Tujuan penulisan Tugas Akhir adalah untuk mengetahui potensi material lokal
sebagai alternatif material bangunan dan meninjau kinerja material tersebut dalam
suatu sistem struktur bangunan sederhana. Kriteria yang ditinjau adalah kekuatan dan
kelayanan struktur serta kontinuitas aliran beban yang terbentuk dari penggunaan
bambu pada struktur bangunan.
Untuk meninjau kekuatan dan kelayanan struktur bambu dilakukan pemodelan dan
desain struktur bambu termasuk detailing sambungan dengan bantuan program
analisis struktur. Dari pemodelan dan desain ini akan diperoleh kapasitas dan perilaku
struktur teoritis. Setelah itu, verifikasi desain penampang dan sambungan dilakukan
dengan membuat spesimen uji portal dan kuda-kuda struktur. Terhadap kedua
spesimen ini dilakukan uji pembebanan statis hingga runtuh untuk memperoleh
kapasitas dan perilaku struktur yang sebenarnya.

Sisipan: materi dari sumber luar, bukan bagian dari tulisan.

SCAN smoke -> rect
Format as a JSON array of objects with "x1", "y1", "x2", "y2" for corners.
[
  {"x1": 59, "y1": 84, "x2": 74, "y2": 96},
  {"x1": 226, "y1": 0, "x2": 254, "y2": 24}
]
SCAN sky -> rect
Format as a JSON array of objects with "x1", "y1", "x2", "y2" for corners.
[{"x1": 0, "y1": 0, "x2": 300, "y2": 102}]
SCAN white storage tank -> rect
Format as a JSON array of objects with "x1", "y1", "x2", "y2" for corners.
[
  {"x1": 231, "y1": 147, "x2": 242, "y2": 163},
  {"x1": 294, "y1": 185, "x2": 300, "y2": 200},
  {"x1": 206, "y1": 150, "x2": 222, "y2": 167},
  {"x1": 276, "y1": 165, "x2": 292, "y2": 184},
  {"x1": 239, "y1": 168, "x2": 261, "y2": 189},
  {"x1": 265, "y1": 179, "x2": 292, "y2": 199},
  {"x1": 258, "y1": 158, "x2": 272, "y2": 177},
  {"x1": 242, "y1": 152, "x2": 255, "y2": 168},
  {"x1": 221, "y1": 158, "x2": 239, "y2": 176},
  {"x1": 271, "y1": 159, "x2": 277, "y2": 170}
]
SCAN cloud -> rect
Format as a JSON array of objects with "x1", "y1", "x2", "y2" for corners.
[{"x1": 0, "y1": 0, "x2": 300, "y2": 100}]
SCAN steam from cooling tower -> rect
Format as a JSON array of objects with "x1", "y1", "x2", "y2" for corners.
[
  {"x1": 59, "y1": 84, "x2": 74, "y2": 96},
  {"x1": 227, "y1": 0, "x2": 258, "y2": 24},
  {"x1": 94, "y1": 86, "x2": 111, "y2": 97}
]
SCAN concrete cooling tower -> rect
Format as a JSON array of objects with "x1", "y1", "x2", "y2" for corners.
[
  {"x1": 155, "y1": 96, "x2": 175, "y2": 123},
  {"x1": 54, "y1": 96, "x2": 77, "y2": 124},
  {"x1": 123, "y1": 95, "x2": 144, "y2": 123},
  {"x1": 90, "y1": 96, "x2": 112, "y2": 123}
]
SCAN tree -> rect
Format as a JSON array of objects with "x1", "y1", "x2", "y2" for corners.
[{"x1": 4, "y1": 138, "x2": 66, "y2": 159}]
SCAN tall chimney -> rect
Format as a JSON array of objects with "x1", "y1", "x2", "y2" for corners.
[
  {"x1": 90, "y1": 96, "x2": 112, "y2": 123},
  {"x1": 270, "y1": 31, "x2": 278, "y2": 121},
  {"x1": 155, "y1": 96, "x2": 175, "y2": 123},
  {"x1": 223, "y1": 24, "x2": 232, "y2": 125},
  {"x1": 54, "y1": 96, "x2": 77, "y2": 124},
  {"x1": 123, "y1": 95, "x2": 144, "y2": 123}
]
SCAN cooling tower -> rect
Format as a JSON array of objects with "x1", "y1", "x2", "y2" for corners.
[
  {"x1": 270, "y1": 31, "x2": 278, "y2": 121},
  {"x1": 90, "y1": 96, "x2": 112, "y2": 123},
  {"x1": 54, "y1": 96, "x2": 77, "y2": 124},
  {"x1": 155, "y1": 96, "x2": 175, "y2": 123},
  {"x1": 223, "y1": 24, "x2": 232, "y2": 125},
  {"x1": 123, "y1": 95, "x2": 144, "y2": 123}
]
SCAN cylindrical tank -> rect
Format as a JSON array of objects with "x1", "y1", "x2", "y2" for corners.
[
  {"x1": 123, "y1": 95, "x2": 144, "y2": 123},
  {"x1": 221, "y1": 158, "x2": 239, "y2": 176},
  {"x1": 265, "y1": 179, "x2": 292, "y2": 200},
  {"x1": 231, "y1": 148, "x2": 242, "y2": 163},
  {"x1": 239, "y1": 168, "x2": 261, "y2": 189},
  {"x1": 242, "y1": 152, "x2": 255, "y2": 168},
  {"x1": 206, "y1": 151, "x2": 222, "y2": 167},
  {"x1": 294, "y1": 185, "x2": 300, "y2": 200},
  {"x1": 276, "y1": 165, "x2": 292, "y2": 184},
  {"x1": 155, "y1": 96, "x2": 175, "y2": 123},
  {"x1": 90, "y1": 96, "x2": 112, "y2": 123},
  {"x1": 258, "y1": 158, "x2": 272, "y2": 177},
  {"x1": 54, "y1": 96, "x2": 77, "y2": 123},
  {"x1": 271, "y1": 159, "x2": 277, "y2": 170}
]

Pemanfaatan bambu sebagai struktur tahan gempa

PEMANFAATAN bambu sebagai komponen utama pembangunan rumah di wilayah rawan gempa sudah saatnya dipikirkan, mengingat daya tahannya terhadap gempa.

Demikian terungkap dalam diskusi "Standar dan Pengawasan Bangunan Tahan Gempa", di Jakarta, Senin (14/9). Diskusi itu dihadiri sejumlah pakar arsitektur dan praktisi. Di antaranya Dekan Fakultas Teknik Universitas Tarumanagara Danang Priatmodjo, Ketua Umum Ikatan Arsitek Indonesia (IAI) Endy Subijono, Guru Besar Departemen Arsitektur Universitas Indonesia Gunawan Tjahyono, dan pengusaha Arifin Panigoro.

Endy Subijono mengemukakan dengan adanya sejumlah wilayah di Indonesia yang rawan gempa dan bencana alam, maka kebutuhan rumah yang tahan gempa sudah mendesak.

Bangunan tahan gempa perlu memanfaatkan material-material lokal di daerah yang telah digunakan secara turun-temurun selama berabad-abad. Pengusaha Arifin Panigoro mengemukakan, terdapat kecenderungan sebagian masyarakat menginginkan konstruksi rumah dari bahan batu bata dan beton.

Namun, kondisi keuangan yang terbatas menyebabkan kualitas bangunan berbahan bata itu kerap memiliki kualitas rendah, sehingga rawan ambruk saat gempa. Oleh karena itu, kondisi trauma gempa itu merupakan momentum untuk mengarahkan arsitektur kota yang sesuai dengan kearifan lokal.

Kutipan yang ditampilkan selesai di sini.